Beautiful resorts, Sports, Bob Marley, and Reggae music are at the front of most people’s minds when they think of Jamaica. These are all attractive aspects of our country that we are proud of, but there is much more. Here are fun facts on Jamaica that give you a unique perspective of the Island.
Facts on Jamaica’s population
Based on statistics from the Statistical Institute of Jamaica, in 2019, the Island had 2,734,092 people. The females’ count was 1,381,983, and the males’ 1,352,109. Data also shows that the median age for Jamaica in 2019 was 29.5 years old.
Saint Catherine, Saint Andrew, and Kingston hold 43% of the Island’s inhabitants, with 1,183,295 people. Conversely, 8.45 percent of Jamaica’s population live in Trelawny, Hanover, and Portland, the least populated parishes.
Jamaica had 34,632 births, 18,332 deaths, and 11,752 people migrated in 2019. The population grew by 0.46 percent when compared to the previous year.
Jamaica is one of the largest independent nations in the Caribbean. Cuba, Haiti, and the Dominican Republic are more significant, with populations of 10,000,000 citizens. However, Jamaica outnumbers English-speaking countries, twice the population of Trinidad and Tobago, and three times Guyana.
Fun facts about Jamaica’s history.
The Failed Slave Revolt.
Many people know of the Haitian revolution that started in 1791. But many are not aware of the similar event that almost took place in Hanover, Jamaica, two decades earlier.
In October 1776, enslaved and freed blacks were plotting to kill all whites on the plantations and take their freedom.
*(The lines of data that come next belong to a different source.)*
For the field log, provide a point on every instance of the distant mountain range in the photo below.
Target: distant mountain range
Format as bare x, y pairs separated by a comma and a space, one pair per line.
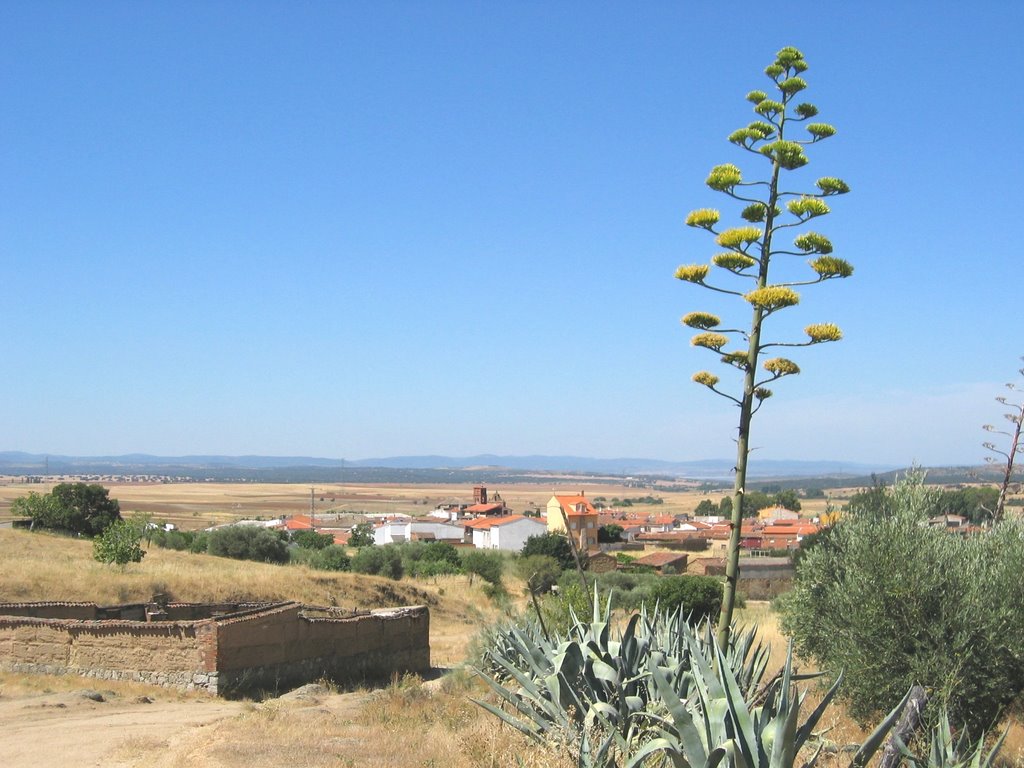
219, 466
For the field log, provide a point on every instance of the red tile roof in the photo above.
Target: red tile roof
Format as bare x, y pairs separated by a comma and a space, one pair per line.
569, 504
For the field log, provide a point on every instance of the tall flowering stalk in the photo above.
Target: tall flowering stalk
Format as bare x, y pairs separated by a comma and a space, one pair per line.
742, 265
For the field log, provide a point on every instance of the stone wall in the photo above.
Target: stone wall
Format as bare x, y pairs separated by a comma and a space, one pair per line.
236, 649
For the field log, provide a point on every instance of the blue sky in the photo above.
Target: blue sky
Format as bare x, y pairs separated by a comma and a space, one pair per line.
375, 228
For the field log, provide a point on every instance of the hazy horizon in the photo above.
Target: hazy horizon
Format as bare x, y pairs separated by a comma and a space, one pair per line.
394, 229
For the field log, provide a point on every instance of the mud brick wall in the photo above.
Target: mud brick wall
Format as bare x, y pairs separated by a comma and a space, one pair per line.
175, 654
245, 649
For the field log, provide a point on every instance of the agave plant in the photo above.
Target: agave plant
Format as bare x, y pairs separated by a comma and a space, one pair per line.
591, 682
945, 751
719, 724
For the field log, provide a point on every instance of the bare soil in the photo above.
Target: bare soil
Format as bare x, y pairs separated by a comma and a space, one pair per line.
108, 729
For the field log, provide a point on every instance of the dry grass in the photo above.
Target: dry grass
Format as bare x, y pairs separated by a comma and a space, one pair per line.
42, 566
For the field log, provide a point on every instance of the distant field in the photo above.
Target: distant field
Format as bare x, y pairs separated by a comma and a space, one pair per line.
196, 505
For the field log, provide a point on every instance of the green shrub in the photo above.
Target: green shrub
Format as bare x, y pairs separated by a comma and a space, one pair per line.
120, 544
487, 565
331, 558
540, 571
384, 560
248, 543
553, 545
73, 507
892, 601
311, 540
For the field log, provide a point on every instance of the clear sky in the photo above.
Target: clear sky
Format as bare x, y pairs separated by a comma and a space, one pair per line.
356, 229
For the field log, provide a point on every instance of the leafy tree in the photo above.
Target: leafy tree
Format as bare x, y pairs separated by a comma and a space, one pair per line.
890, 602
706, 508
487, 565
553, 545
385, 561
248, 543
73, 507
429, 558
750, 252
361, 536
311, 540
541, 572
120, 543
698, 597
332, 557
1007, 458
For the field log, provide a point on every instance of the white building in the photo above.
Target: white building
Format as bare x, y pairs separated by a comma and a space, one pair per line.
396, 531
509, 532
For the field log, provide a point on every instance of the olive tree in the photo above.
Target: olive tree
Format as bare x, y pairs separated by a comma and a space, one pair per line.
745, 266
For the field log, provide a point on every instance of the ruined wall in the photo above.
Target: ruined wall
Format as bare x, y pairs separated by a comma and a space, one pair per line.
284, 646
167, 653
238, 651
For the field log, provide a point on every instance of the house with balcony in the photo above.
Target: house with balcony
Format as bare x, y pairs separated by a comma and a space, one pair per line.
574, 516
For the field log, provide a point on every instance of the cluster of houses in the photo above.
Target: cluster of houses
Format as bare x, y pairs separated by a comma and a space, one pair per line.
487, 523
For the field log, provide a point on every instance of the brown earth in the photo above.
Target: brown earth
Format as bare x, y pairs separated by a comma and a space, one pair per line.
112, 729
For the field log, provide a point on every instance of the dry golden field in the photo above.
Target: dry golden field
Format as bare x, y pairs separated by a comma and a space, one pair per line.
195, 505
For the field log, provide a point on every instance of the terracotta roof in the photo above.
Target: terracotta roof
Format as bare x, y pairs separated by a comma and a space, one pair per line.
481, 523
569, 504
477, 509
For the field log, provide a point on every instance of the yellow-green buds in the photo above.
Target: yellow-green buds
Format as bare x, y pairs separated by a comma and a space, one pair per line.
805, 111
710, 341
807, 208
738, 236
741, 135
788, 55
832, 266
702, 321
706, 377
820, 130
813, 243
705, 218
790, 155
734, 262
723, 177
832, 185
781, 367
792, 85
768, 108
692, 272
821, 332
771, 298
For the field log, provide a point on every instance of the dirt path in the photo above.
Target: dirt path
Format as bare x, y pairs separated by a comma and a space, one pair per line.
93, 730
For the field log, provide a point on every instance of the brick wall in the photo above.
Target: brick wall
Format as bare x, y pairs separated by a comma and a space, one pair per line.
238, 649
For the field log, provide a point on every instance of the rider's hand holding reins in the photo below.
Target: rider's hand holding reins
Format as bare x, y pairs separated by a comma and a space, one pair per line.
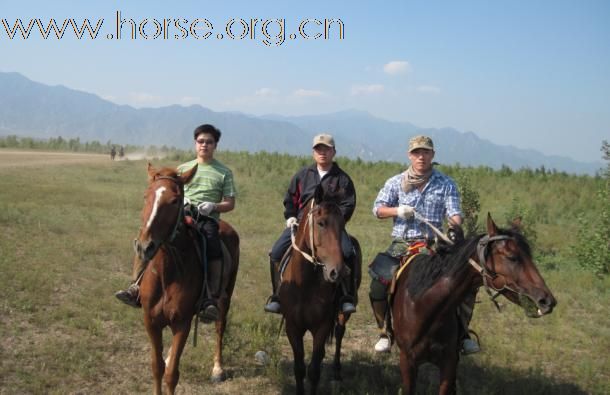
405, 211
206, 208
292, 221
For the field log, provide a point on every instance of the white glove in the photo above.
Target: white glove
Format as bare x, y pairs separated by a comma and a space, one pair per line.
292, 221
206, 208
405, 211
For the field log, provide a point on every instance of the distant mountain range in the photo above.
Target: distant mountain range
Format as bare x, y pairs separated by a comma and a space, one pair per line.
32, 109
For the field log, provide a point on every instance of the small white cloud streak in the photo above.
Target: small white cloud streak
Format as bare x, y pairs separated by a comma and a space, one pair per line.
266, 92
397, 67
367, 89
306, 93
429, 89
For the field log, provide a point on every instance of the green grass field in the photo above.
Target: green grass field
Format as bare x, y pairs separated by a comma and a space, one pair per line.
65, 248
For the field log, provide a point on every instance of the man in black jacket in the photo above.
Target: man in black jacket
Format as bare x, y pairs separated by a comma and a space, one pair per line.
302, 186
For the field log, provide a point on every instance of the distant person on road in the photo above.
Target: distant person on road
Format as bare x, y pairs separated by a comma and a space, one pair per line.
434, 197
302, 187
210, 192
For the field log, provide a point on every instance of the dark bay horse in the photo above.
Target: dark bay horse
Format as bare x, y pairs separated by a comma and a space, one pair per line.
309, 290
172, 282
426, 325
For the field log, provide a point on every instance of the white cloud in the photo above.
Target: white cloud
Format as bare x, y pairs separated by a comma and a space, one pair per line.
429, 89
189, 100
144, 99
305, 93
266, 92
397, 67
367, 89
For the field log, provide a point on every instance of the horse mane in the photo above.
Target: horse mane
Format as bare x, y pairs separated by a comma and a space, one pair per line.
167, 172
451, 261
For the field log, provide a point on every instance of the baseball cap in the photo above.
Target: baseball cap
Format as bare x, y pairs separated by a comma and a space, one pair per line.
325, 139
421, 142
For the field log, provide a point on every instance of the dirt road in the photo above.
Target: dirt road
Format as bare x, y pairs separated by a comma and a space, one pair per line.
17, 158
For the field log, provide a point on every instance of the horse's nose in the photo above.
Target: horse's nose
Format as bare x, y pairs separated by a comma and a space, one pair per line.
333, 275
547, 303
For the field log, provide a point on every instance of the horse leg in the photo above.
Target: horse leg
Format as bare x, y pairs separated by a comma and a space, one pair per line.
218, 373
408, 371
339, 332
172, 372
448, 372
295, 336
319, 349
158, 365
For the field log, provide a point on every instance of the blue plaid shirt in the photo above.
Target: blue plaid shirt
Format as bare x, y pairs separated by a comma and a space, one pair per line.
439, 199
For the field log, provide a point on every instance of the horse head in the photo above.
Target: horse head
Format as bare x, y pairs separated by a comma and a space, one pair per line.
508, 262
163, 209
321, 233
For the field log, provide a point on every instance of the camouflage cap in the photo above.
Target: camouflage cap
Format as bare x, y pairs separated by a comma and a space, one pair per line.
324, 139
421, 142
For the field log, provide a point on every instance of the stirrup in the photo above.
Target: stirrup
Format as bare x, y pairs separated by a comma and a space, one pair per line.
130, 296
273, 305
209, 312
383, 344
469, 346
348, 308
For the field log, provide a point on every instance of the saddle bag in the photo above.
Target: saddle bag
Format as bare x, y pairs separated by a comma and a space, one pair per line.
384, 267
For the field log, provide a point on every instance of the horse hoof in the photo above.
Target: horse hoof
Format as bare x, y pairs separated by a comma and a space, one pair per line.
218, 378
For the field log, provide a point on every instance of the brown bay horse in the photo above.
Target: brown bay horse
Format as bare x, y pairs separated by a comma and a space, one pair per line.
172, 282
426, 325
309, 290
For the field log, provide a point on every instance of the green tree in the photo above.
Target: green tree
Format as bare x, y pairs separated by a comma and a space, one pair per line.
470, 204
593, 247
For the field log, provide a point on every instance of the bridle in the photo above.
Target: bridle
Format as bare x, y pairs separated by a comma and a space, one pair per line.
488, 275
180, 218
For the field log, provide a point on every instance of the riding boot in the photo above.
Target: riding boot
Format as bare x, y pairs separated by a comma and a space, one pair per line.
273, 302
464, 311
209, 308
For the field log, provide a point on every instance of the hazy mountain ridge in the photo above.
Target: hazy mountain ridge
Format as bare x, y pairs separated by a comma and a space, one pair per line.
28, 108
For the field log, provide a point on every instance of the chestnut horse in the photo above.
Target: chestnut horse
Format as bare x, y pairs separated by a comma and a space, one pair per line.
427, 295
172, 282
309, 292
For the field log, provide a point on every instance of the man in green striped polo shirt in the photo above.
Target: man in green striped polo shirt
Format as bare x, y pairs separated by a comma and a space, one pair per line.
210, 192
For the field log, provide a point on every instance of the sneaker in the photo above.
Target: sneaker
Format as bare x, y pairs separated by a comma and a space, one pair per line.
273, 306
383, 344
348, 308
209, 313
469, 346
130, 296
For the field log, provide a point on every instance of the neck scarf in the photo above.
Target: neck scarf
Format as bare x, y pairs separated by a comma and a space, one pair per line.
412, 180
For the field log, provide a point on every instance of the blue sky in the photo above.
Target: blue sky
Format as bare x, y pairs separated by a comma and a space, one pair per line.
532, 74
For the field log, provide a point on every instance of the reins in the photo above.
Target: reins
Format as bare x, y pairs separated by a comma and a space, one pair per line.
481, 268
309, 223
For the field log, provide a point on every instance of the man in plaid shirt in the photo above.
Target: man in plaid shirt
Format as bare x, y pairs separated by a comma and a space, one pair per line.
434, 196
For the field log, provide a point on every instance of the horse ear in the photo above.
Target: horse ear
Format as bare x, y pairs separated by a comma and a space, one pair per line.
492, 229
318, 195
516, 224
152, 172
188, 175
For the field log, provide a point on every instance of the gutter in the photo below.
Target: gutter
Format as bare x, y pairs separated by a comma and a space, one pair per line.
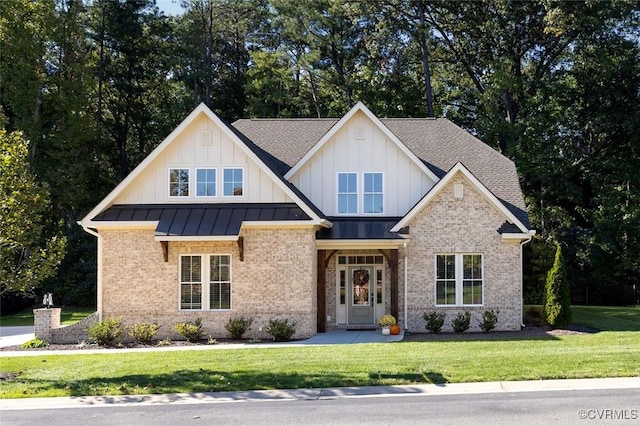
98, 269
526, 241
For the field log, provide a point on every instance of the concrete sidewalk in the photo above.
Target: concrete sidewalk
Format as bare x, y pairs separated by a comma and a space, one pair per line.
15, 335
317, 394
331, 337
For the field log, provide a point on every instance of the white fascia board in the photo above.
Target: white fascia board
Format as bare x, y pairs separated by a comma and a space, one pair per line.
196, 238
459, 167
360, 244
108, 200
106, 224
280, 224
336, 127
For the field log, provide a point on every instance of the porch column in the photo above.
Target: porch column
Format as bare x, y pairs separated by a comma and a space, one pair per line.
321, 289
393, 267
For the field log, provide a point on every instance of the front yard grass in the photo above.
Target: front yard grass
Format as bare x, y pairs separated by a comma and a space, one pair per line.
69, 315
604, 354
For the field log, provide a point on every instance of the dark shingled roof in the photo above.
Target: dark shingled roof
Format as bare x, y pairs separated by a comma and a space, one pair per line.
202, 219
359, 228
439, 143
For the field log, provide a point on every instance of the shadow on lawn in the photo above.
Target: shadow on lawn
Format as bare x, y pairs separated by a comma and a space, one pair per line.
204, 380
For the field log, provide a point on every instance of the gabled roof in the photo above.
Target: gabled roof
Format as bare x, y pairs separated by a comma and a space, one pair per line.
437, 142
438, 187
247, 146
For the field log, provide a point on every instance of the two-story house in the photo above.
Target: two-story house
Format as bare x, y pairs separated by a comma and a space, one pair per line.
328, 222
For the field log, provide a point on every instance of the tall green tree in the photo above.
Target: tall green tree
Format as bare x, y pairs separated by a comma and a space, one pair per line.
27, 254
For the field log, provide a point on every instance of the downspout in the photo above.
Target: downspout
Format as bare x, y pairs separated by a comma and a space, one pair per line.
98, 269
526, 241
406, 308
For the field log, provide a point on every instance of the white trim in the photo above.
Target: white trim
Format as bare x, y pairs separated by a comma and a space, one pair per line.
359, 244
458, 281
374, 193
195, 193
376, 121
244, 180
438, 187
200, 109
338, 193
178, 197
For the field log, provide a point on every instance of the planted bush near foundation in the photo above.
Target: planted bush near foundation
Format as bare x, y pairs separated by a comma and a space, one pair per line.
34, 344
238, 326
190, 330
281, 330
105, 332
461, 322
489, 320
143, 333
434, 321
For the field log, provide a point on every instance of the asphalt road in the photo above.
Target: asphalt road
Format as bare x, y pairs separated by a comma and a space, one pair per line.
613, 406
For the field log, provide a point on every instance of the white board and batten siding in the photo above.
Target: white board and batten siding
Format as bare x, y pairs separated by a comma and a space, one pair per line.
201, 144
361, 147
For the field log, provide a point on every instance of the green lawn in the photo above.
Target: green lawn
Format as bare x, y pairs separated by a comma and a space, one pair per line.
602, 354
69, 315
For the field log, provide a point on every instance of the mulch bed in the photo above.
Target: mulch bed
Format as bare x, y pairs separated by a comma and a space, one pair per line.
525, 333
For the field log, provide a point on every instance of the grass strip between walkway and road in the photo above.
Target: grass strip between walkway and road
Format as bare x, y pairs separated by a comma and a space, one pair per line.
604, 354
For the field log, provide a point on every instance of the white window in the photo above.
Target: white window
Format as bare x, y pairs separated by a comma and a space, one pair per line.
205, 182
199, 293
373, 194
347, 193
178, 182
233, 182
459, 279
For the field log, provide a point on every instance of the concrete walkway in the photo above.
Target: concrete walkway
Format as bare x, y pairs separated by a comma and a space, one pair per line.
331, 337
320, 393
15, 335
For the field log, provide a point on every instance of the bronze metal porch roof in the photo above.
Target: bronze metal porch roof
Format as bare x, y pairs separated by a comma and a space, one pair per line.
359, 228
198, 220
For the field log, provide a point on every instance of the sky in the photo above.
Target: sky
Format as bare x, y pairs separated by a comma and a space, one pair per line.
170, 7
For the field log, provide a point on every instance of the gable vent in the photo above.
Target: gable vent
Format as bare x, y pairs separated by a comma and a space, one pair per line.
205, 138
458, 191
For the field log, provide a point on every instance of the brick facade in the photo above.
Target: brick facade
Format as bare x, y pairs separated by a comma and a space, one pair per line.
467, 225
276, 279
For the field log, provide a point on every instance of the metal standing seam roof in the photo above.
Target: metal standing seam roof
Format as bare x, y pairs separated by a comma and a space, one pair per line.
202, 219
438, 142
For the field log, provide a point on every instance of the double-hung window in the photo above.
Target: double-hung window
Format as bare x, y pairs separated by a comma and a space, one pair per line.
205, 182
373, 194
178, 182
205, 282
459, 279
347, 193
233, 184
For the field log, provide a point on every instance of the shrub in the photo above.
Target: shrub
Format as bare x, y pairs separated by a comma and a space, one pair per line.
143, 333
190, 330
281, 330
557, 298
238, 326
34, 344
434, 321
461, 322
533, 316
489, 320
104, 333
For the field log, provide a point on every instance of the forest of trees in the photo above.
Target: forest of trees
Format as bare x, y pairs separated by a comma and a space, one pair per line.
95, 85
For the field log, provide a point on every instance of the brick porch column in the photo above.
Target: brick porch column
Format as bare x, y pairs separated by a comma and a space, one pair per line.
44, 321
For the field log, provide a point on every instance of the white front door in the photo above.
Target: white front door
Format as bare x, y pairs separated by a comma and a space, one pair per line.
360, 295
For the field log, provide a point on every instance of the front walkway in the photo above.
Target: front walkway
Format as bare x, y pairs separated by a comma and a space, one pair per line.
14, 336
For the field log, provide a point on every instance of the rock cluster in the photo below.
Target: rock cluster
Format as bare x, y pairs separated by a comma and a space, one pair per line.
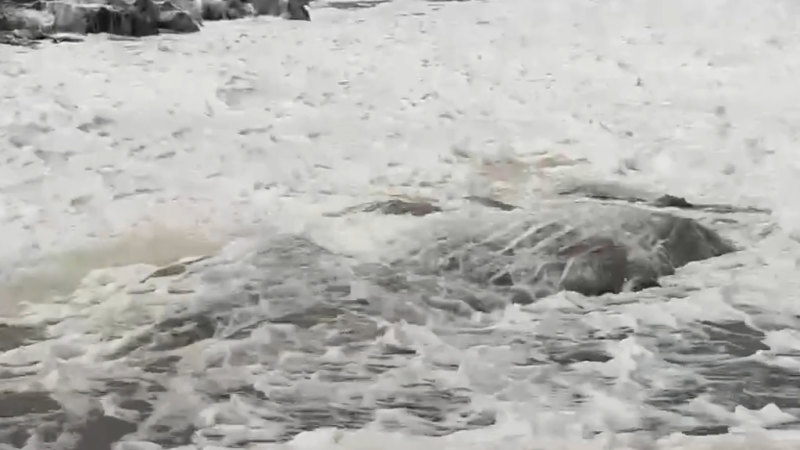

They waited for the perfect opportunity to execute their plans.
No ships were docking, nor were soldiers stationed on the Island. Instead, they have gone to the USA to replace service members killed in battle.
Plantation owners were wary of a slave rebellion because they had to squash several in previous years. However, they did not foresee enslaved people working with freed blacks.
Jamaica’s history took a different course because a head servant who was to shoot his master and start a chain reaction got cold feet. He was hesitant and aroused his master’s suspicion. Nevertheless, his confession led to the discovery of the plot by the enslaved and freed blacks to kill all white people in Hanover. Click here for more.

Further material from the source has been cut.